TorstenBraunAbstract: The EU FP7 Mobile Cloud Networking project (www.mobile-cloud-networking.eu) investigates the implementation of 4G/LTE mobile networks using processing and storage platforms hosted in the cloud. In particular, at our research group (cds.unibe.ch) we are investigating how to integrate Information-Centric Networking into the Mobile Cloud Networking architecture, i.e., how to support caching of contents by ICN routers and base stations. We further describe preliminary results about running Radio Access Network functions on cloud processing platforms. Moreover, we discuss how to distribute user equipment context information in such a cloud-based LTE core network. Since end systems are expected to be permanently connected to the wireless network, energy consumption becomes an important issue. We have developed WiFi MAC layer mechanisms to support energy-efficient operations for continuous data transmissions.

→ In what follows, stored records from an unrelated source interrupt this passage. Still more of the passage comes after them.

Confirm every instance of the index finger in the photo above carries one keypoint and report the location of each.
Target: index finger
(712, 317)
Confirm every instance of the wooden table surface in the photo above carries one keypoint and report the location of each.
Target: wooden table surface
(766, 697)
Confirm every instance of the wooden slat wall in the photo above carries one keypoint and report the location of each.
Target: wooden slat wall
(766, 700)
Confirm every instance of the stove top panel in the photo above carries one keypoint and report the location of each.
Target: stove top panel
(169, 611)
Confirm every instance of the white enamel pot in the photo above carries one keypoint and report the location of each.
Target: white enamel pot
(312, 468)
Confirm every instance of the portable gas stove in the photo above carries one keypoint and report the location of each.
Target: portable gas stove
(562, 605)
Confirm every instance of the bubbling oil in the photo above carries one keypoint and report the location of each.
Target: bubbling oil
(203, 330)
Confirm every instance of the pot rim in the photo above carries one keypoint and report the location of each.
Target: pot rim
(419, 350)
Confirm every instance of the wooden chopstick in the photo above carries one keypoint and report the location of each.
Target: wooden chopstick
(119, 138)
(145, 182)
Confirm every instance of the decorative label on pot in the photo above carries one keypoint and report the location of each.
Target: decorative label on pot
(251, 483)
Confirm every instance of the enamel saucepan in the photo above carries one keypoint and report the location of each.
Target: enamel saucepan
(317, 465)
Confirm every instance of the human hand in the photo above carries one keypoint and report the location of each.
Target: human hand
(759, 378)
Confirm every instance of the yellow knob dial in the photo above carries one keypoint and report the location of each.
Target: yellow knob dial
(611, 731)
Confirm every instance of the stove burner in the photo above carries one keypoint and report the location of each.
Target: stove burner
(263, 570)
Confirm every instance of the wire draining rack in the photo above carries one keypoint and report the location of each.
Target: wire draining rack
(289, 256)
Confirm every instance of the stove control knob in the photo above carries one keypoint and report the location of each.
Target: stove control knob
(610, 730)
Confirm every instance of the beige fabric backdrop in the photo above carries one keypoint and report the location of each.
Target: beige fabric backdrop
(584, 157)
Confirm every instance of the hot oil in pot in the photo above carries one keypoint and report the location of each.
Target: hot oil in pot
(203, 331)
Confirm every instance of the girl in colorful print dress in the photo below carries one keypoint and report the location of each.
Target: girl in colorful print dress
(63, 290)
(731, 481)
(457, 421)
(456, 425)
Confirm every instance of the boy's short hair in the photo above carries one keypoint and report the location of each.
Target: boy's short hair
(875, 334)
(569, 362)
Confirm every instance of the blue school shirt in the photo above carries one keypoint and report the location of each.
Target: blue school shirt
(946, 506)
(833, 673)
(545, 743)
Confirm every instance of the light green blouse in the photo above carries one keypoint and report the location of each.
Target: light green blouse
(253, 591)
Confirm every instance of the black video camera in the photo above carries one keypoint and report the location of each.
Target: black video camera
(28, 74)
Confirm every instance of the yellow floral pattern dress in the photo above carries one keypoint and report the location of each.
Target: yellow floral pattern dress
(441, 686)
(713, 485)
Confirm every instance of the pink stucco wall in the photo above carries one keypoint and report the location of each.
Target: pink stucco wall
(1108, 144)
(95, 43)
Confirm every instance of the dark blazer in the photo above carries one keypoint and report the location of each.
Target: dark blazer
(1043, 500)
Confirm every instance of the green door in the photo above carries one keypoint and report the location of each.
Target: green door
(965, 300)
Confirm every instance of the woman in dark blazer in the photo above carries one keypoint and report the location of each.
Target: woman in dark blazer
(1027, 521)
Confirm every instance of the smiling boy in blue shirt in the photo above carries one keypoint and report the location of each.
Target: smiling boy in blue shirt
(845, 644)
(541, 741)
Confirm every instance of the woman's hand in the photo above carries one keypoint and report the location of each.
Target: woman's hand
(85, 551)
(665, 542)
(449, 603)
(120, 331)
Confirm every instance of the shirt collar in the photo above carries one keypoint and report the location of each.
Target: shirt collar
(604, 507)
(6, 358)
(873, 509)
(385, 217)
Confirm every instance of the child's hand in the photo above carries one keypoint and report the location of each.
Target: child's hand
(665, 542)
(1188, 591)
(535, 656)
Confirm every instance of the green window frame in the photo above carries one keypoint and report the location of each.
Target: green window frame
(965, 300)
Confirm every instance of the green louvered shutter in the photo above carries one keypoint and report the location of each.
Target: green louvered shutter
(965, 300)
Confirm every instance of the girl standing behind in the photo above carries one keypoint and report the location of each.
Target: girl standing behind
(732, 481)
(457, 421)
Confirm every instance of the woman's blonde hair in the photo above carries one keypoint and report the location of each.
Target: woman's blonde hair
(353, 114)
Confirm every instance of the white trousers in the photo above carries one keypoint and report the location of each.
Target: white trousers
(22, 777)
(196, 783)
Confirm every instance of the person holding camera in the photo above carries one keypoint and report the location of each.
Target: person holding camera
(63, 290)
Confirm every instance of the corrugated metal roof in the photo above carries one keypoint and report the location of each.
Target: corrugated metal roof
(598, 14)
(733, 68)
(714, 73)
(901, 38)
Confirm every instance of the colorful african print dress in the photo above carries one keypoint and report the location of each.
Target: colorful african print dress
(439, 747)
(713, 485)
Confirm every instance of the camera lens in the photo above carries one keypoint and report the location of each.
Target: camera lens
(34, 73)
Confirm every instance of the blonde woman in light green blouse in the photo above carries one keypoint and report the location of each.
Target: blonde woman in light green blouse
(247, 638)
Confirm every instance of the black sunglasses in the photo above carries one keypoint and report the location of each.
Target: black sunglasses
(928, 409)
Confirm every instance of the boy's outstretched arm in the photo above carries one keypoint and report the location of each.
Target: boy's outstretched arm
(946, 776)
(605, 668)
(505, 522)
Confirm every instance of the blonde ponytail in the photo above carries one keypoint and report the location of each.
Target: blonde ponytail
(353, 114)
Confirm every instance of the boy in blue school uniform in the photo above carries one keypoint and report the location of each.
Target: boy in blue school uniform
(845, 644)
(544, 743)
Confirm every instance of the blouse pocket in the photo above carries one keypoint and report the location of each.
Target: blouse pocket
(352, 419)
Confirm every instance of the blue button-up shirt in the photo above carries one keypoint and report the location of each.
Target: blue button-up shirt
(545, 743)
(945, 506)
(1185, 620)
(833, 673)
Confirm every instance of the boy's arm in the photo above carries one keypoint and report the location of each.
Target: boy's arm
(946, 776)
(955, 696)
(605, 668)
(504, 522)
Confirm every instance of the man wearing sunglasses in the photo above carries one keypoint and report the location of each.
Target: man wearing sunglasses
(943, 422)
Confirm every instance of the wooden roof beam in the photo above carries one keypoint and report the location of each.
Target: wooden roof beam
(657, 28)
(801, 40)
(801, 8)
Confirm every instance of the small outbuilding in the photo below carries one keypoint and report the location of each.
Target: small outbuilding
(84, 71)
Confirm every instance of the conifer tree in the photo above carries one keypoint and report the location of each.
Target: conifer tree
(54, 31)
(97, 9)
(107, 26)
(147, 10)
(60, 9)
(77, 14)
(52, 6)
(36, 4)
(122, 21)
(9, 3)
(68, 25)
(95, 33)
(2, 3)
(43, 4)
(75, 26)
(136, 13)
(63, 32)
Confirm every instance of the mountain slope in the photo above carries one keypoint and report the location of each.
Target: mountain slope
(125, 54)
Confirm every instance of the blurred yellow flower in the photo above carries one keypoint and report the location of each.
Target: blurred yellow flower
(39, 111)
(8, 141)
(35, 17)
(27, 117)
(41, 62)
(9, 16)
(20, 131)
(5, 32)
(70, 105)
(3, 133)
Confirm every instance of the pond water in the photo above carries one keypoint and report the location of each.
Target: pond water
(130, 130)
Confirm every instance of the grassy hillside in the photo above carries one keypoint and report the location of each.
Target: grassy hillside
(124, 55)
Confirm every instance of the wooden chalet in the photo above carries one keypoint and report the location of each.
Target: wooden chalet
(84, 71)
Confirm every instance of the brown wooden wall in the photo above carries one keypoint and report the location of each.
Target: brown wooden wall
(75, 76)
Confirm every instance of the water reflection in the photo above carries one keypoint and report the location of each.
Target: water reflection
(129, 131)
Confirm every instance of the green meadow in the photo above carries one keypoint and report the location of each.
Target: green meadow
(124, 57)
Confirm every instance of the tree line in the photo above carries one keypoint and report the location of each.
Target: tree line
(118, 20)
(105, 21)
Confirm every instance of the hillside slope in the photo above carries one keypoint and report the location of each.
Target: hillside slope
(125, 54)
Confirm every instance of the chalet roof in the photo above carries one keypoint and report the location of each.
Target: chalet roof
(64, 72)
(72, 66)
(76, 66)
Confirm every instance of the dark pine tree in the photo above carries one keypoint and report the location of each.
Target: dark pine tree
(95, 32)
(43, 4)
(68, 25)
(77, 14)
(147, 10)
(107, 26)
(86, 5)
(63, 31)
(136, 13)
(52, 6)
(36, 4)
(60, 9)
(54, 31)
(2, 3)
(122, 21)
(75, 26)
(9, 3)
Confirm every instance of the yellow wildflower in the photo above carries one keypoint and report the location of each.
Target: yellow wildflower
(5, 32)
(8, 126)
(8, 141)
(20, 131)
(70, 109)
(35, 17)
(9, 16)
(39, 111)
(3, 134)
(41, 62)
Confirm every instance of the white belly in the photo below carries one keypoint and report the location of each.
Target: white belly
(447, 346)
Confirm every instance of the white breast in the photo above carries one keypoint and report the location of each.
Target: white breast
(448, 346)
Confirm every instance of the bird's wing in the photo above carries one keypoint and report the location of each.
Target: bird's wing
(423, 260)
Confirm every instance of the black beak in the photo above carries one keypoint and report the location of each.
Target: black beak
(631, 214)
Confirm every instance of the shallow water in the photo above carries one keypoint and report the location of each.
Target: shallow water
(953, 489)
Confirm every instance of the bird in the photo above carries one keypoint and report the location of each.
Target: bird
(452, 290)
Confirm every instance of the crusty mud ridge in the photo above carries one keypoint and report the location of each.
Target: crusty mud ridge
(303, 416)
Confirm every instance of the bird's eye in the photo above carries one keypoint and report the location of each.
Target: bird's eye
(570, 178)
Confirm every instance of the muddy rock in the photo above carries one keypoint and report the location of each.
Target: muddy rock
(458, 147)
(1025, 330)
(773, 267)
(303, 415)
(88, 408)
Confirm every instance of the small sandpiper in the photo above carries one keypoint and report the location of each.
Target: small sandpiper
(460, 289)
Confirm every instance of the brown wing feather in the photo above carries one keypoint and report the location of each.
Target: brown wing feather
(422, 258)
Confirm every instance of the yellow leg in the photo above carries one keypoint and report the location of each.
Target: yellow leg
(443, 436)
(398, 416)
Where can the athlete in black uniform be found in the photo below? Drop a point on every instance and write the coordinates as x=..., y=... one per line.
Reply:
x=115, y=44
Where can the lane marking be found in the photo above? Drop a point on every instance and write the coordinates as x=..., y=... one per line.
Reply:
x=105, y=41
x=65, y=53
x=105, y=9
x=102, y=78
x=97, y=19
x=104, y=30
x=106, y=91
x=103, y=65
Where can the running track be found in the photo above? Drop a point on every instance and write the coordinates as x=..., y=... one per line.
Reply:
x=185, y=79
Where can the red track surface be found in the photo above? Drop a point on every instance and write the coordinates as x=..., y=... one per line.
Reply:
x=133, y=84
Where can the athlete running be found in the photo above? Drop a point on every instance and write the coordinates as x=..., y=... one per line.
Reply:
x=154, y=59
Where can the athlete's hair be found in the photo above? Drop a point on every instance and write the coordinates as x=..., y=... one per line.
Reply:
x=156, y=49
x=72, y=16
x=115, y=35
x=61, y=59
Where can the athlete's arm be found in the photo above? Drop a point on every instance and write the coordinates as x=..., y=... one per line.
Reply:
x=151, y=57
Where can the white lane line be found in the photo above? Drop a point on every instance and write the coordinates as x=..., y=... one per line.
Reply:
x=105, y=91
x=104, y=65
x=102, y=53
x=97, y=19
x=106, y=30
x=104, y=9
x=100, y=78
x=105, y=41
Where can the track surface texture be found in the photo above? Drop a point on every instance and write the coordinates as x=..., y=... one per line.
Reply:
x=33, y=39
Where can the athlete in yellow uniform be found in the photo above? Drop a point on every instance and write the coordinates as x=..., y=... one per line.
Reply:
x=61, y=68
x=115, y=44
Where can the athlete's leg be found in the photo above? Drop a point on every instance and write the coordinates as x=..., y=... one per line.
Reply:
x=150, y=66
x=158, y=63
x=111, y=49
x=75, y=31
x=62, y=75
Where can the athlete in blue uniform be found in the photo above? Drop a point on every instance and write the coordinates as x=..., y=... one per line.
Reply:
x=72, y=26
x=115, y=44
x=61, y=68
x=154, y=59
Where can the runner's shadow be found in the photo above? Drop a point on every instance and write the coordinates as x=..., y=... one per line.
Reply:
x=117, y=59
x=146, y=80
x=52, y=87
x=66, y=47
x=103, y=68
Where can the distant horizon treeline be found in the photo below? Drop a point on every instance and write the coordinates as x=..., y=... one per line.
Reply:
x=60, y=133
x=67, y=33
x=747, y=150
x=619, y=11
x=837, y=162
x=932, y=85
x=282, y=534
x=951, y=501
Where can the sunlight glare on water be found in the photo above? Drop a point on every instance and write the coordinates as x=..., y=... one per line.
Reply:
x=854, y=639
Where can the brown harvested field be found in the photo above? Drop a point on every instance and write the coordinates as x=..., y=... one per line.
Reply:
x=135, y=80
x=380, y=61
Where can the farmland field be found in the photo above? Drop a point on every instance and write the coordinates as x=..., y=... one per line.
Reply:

Bio: Torsten Braun got his Ph.D. degree from University of Karlsruhe (Germany) in 1993. From 1994 to 1995 he has been a guest scientist at INRIA Sophia-Antipolis (France). From 1995 to 1997 he has been working at the IBM European Networking Centre Heidelberg (Germany) as a project leader and senior consultant. He has been a full professor of Computer Science at the University of Bern (Switzerland) and head of the research group “Communication and Distributed Systems” since 1998. He has been member of the SWITCH (Swiss education and research network) board of trustees since 2001. Since 2011, he has been vice president of the SWITCH foundation.

The Phone as Wellness Guardian

Dr. Mario Gerla, UCLA, USA

MarioGerla2

Abstract: Smart phones are becoming more powerful and pervasive every year, supporting an increasing number of functions well beyond the original service of making phone calls while on the move. One important, emerging function is wellness – protecting the health of the owner. Phones today can be used to monitor known health condition (eg arrhythmia, diabetes. etc). They can monitor activities (ie, walking, running, eating, etc). They can also monitor our routes (eg, path taken, distance travelled, etc). All this information can be combined and correlated to come up with important wellness advisories for the owner. This talk will review the most recent advances in smart phone sensors as they relate to health and will review representative wellness applications including the UV Guardian application – protecting the owner from UV rays overexposure.

Bio: Dr. Mario Gerla is a Professor in the Computer Science Dept at UCLA. He holds an Engineering degree from Politecnico di Milano, Italy and the Ph.D. degree from UCLA. He became IEEE Fellow in 2002. At UCLA, he was part of the team that developed the early ARPANET protocols under the guidance of Prof. Leonard Kleinrock. He joined the UCLA Faculty in 1976. At UCLA he has designed network protocols including ad hoc wireless clustering, multicast (ODMRP and CODECast) and Internet transport (TCP Westwood). He has lead the ONR MINUTEMAN project, designing the next generation scalable airborne Internet for tactical and homeland defense scenarios. He is now leading several advanced wireless network projects under Industry and Government funding. His team is developing a Vehicular Testbed for safe navigation, contente distribution, urban sensing and inteligente transport. Parallel research activities are wireless medical monitoring using smart phones and cognitive radios in urban environments. He has served as a Technical Program Committee member of many international conferences, and is active in the organization of conferences and workshops, including MedHocNet and WONS. He serves on the IEEE TON Scientific Advisory Board. He was recently recognized with the annual MILCOM Technical Contribution Award for 2011 and the IEEE Ad Hoc and Sensor Network Society Achievement Award in 2011.